How else can we validate this? The same way we validated the non-working example.

Generate JSON artifact

$deploymentObject | ConvertTo-Json -Depth 100

{
  "properties": {
    "addressSpace": {
      "addressPrefixes": [
        "10.0.0.0/16"
      ]
    },
    "subnets": [
      {
        "name": "GatewaySubnet",
        "properties": {
          "privateLinkServiceNetworkPolicies": "Disabled",
          "privateEndpointNetworkPolicies": "Disabled",
          "addressPrefix": "10.0.0.0/24"
        }
      },
      {
        "name": "webFarm1",
        "properties": {
          "privateLinkServiceNetworkPolicies": "Disabled",
          "privateEndpointNetworkPolicies": "Disabled",
          "delegations": [
            {
              "name": "Microsoft.Web/serverFarms",
              "properties": {
                "serviceName": "Microsoft.Web/serverFarms"
              }
            }
          ],
          "addressPrefix": "10.0.10.0/24"
        }
      }
    ],
    "enableVmProtection": false,
    "virtualNetworkPeerings": [],
    "enableDdosProtection": false,
    "dhcpOptions": {
      "dnsServers": [
        "8.8.8.8"
      ]
    }
  },
  "location": "eastUS",
  "name": "vnetOne",
  "tags": {
    "environment": "sandbox"
  }
}

Notice now that all empty properties are cleared.

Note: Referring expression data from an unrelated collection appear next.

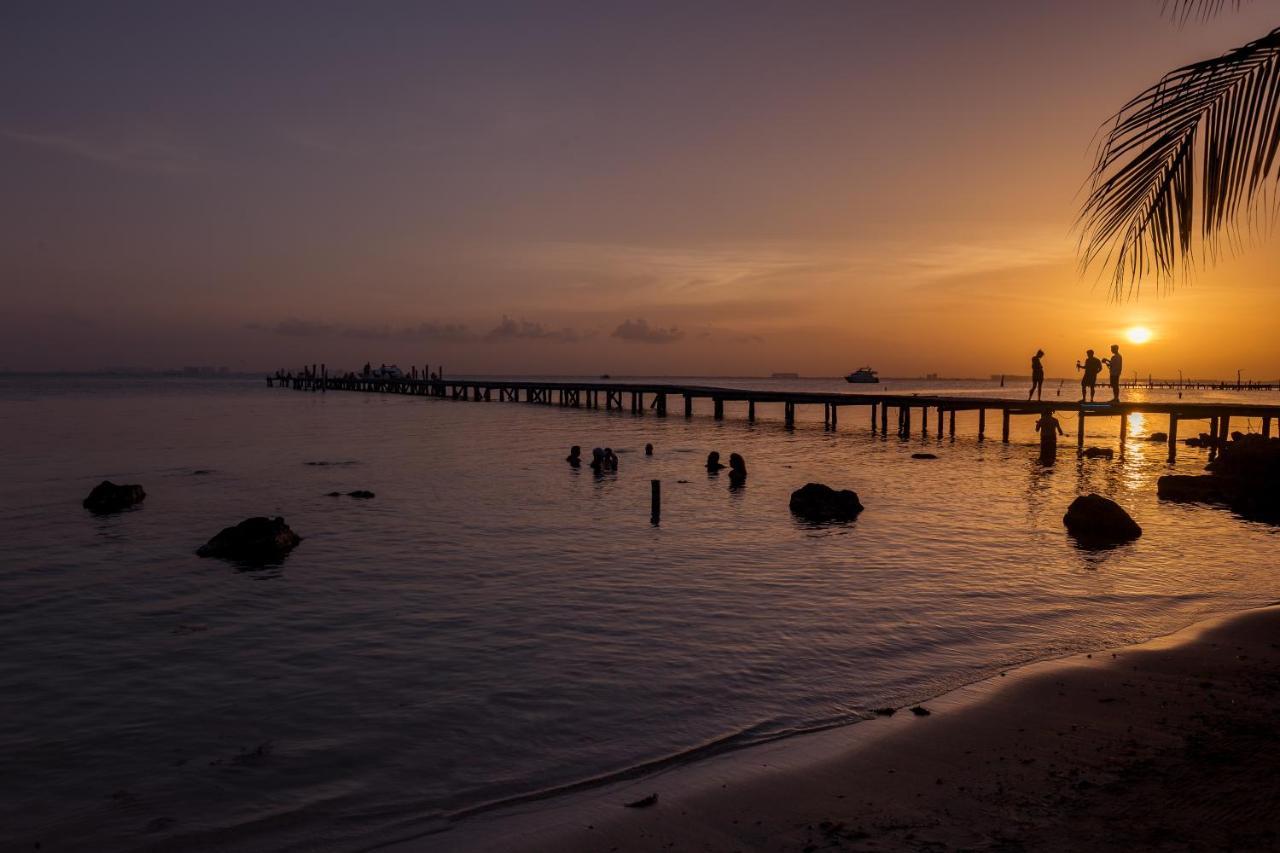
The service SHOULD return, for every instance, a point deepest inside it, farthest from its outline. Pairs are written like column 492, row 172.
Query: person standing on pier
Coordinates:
column 1089, row 381
column 1115, row 364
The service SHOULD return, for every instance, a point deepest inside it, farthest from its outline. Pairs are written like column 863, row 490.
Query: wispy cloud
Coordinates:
column 132, row 153
column 641, row 332
column 296, row 328
column 524, row 329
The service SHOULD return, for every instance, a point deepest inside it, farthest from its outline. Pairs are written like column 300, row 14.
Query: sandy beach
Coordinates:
column 1170, row 744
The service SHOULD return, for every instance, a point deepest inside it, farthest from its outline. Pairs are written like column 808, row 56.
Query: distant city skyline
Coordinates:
column 728, row 190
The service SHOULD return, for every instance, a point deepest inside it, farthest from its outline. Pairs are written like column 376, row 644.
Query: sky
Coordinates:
column 589, row 187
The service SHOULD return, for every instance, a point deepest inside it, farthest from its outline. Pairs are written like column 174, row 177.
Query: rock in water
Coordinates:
column 109, row 497
column 1100, row 521
column 1191, row 488
column 818, row 502
column 254, row 539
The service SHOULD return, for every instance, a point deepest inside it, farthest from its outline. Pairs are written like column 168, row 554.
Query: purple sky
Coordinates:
column 581, row 187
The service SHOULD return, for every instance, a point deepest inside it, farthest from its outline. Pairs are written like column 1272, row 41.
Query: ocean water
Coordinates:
column 497, row 625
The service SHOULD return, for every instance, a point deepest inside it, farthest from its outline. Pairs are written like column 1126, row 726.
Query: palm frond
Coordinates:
column 1184, row 10
column 1223, row 113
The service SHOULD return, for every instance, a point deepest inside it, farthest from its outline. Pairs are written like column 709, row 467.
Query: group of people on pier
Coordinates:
column 1092, row 366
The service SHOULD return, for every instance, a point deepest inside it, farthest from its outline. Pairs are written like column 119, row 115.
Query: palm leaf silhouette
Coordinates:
column 1183, row 10
column 1139, row 217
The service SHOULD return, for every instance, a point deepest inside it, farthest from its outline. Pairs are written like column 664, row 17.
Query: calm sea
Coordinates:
column 496, row 624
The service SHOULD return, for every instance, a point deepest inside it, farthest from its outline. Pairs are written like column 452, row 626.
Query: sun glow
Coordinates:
column 1138, row 334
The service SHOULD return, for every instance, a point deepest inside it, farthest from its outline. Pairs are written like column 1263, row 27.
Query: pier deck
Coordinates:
column 644, row 397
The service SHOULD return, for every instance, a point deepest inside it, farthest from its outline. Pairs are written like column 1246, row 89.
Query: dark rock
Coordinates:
column 257, row 539
column 110, row 497
column 1247, row 471
column 644, row 802
column 1191, row 488
column 1100, row 521
column 818, row 502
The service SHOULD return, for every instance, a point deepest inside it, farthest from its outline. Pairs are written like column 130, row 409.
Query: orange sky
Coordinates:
column 743, row 190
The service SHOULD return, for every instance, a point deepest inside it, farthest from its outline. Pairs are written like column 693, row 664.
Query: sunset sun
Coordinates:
column 1138, row 334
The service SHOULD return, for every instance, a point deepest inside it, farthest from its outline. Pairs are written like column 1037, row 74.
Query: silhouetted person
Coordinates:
column 1050, row 429
column 1092, row 368
column 1115, row 364
column 1037, row 375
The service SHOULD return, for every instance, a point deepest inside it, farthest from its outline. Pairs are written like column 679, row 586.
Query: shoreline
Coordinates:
column 1169, row 743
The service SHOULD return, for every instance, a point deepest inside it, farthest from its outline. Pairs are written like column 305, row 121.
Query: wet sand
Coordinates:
column 1173, row 744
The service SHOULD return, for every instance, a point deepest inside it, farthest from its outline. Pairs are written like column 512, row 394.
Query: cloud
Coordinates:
column 295, row 328
column 135, row 153
column 512, row 329
column 644, row 333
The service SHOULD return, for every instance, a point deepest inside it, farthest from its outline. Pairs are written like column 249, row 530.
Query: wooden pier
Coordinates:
column 883, row 411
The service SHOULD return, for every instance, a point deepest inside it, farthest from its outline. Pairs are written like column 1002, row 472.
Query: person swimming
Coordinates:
column 1050, row 429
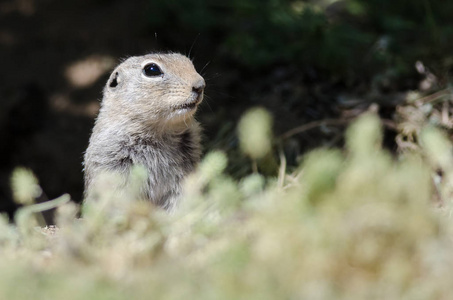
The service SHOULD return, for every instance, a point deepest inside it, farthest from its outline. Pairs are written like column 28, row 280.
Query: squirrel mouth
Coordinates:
column 188, row 106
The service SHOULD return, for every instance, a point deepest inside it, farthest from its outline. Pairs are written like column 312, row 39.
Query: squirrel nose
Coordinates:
column 199, row 86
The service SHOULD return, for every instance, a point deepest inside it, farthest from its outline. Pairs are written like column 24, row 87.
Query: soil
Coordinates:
column 56, row 57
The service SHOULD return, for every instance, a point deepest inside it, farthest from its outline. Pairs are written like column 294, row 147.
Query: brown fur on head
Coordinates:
column 146, row 119
column 157, row 90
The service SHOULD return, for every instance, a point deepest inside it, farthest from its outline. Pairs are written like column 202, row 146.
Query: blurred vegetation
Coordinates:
column 358, row 37
column 353, row 224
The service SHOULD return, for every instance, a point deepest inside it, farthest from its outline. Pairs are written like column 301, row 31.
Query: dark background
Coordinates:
column 303, row 60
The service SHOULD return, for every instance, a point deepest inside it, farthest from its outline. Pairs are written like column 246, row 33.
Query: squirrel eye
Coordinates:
column 152, row 70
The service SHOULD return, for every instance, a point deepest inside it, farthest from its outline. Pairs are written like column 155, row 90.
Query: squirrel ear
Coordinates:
column 114, row 80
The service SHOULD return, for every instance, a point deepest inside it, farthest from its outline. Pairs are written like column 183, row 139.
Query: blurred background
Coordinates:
column 319, row 63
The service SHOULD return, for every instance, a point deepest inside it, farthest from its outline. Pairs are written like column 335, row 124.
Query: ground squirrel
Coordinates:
column 146, row 118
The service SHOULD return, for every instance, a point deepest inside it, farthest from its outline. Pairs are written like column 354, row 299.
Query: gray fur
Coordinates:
column 142, row 121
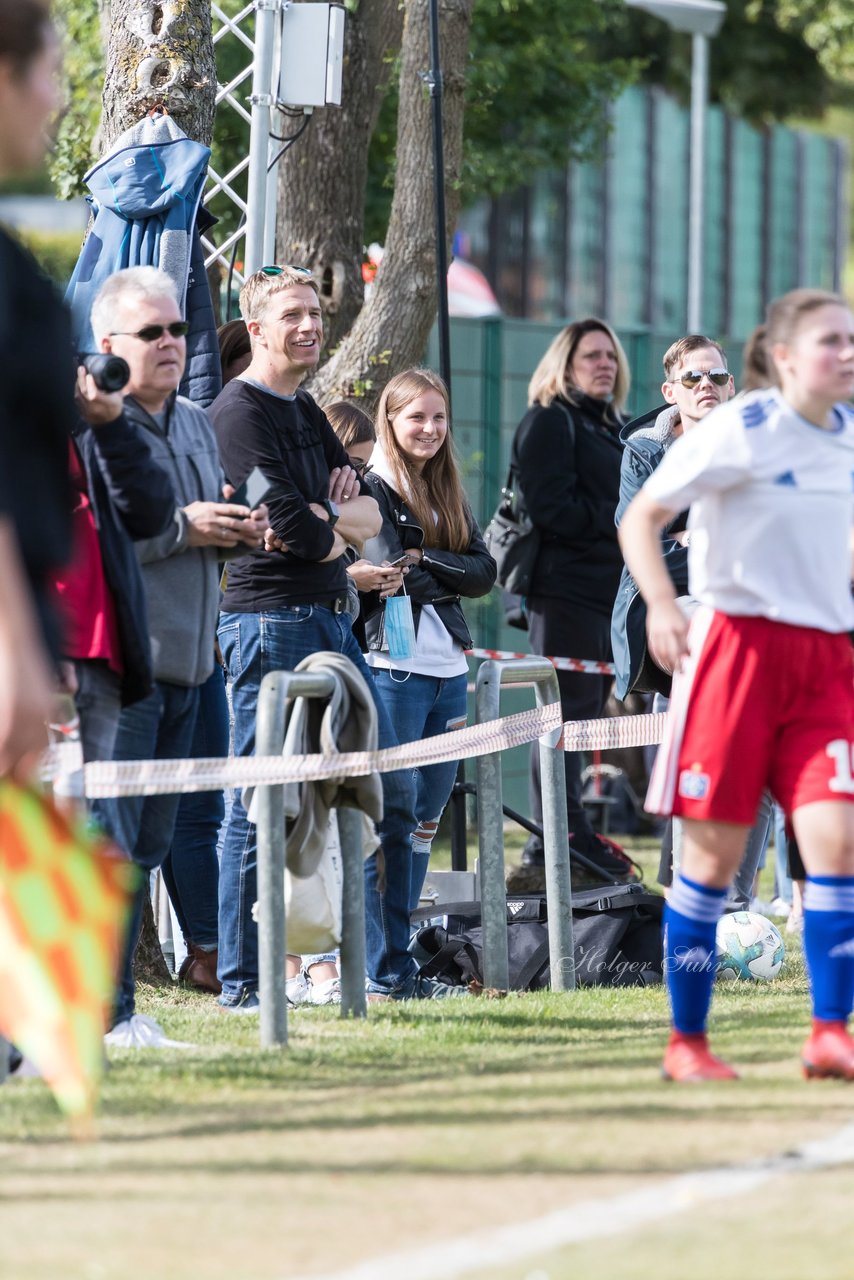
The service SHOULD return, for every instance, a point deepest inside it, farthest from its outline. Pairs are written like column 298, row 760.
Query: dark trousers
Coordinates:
column 561, row 630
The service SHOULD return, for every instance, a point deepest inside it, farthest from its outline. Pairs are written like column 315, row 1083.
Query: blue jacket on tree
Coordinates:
column 146, row 204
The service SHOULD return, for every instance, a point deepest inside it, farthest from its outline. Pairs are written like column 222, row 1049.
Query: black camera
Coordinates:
column 110, row 373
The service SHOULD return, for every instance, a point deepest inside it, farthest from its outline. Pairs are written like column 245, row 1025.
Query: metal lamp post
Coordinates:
column 700, row 19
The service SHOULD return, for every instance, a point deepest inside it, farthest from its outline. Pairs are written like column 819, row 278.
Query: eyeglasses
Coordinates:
column 151, row 332
column 694, row 376
column 281, row 270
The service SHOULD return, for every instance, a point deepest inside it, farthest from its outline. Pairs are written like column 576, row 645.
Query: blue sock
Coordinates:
column 690, row 922
column 829, row 945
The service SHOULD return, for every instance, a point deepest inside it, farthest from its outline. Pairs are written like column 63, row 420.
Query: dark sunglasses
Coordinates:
column 279, row 270
column 694, row 376
column 151, row 332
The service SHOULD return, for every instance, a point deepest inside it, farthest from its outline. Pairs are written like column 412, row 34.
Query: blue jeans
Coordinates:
column 160, row 727
column 99, row 705
column 423, row 707
column 191, row 867
column 252, row 645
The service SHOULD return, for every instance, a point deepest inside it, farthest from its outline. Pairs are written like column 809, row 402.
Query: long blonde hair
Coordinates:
column 552, row 375
column 438, row 487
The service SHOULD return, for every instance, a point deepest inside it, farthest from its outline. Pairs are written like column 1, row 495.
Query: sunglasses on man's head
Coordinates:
column 279, row 270
column 694, row 376
column 151, row 332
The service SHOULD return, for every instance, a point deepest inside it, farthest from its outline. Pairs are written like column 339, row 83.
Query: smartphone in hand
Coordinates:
column 254, row 490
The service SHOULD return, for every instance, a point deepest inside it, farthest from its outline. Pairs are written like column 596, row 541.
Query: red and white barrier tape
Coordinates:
column 103, row 780
column 585, row 664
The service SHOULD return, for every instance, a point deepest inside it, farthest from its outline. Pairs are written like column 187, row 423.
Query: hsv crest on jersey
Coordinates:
column 754, row 412
column 693, row 785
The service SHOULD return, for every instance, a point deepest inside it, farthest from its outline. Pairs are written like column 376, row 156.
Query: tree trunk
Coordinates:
column 392, row 329
column 160, row 54
column 149, row 964
column 322, row 178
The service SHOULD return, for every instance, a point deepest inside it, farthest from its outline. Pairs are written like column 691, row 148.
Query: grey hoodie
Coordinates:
column 181, row 581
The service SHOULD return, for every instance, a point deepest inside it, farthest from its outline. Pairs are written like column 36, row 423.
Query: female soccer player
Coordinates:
column 765, row 679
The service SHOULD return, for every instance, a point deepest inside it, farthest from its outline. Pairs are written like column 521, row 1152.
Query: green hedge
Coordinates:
column 55, row 251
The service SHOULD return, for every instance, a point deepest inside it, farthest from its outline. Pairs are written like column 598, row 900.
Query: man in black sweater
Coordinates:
column 287, row 602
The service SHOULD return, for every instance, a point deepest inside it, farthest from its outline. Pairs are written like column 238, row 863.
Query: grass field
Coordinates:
column 425, row 1123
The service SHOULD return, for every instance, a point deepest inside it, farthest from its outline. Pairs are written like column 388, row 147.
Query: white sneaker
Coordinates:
column 297, row 990
column 141, row 1032
column 325, row 992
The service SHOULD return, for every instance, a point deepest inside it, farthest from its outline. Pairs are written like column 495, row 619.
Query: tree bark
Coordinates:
column 392, row 329
column 149, row 964
column 323, row 177
column 160, row 54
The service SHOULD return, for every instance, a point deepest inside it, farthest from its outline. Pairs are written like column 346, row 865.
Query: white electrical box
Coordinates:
column 313, row 53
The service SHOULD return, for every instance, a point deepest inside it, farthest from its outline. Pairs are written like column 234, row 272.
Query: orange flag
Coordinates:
column 64, row 900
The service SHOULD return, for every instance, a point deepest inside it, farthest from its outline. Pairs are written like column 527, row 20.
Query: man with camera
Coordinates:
column 118, row 494
column 137, row 316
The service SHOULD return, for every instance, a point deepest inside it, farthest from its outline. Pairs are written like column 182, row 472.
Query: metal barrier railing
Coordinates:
column 277, row 688
column 556, row 837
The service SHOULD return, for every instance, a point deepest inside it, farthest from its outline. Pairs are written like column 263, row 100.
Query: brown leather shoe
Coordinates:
column 199, row 970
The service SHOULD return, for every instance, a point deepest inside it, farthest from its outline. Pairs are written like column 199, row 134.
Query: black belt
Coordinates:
column 339, row 604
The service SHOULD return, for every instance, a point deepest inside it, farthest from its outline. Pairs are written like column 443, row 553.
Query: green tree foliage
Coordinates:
column 539, row 73
column 759, row 71
column 83, row 76
column 826, row 27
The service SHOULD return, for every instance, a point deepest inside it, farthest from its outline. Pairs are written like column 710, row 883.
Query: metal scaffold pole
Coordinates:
column 261, row 103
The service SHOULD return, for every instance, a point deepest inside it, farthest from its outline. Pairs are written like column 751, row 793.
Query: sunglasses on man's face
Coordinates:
column 694, row 376
column 151, row 332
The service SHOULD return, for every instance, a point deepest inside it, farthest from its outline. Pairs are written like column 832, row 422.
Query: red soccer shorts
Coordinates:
column 759, row 704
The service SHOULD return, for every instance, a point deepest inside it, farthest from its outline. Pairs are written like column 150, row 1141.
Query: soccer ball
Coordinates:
column 748, row 946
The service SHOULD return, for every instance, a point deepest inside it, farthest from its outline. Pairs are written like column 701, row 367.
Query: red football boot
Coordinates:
column 829, row 1054
column 689, row 1060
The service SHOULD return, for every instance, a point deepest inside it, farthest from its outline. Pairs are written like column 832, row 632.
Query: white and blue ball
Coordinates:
column 749, row 947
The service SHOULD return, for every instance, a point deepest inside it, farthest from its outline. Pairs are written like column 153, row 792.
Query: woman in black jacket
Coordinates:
column 425, row 519
column 566, row 460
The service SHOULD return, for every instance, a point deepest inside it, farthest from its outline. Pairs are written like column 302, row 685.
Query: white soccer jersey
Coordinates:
column 771, row 507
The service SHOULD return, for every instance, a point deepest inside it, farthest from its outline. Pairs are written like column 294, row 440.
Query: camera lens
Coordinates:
column 110, row 373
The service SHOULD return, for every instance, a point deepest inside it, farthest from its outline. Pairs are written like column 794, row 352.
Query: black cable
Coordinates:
column 288, row 142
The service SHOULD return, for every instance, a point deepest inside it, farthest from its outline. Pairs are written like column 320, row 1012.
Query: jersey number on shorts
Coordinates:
column 843, row 754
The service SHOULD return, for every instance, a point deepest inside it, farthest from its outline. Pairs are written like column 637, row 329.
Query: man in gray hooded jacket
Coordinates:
column 136, row 315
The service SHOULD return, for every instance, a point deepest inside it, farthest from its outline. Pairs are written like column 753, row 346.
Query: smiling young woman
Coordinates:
column 427, row 519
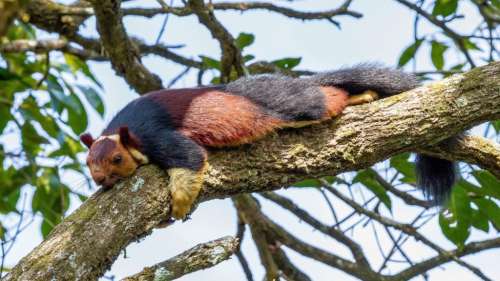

The JSON artifact shows that we’re only sending properties that have values.

Article Conclusion

In this article, I showed a working example of utilizing conditional properties up stream before your template attempts to deploy it. While it’s technically not conditional properties inside Bicep, it is ultimately achieving the goal of having conditional properties. Of course, because the conditional property is a script, you can utilize any number of programable techniques to accomplish your goal.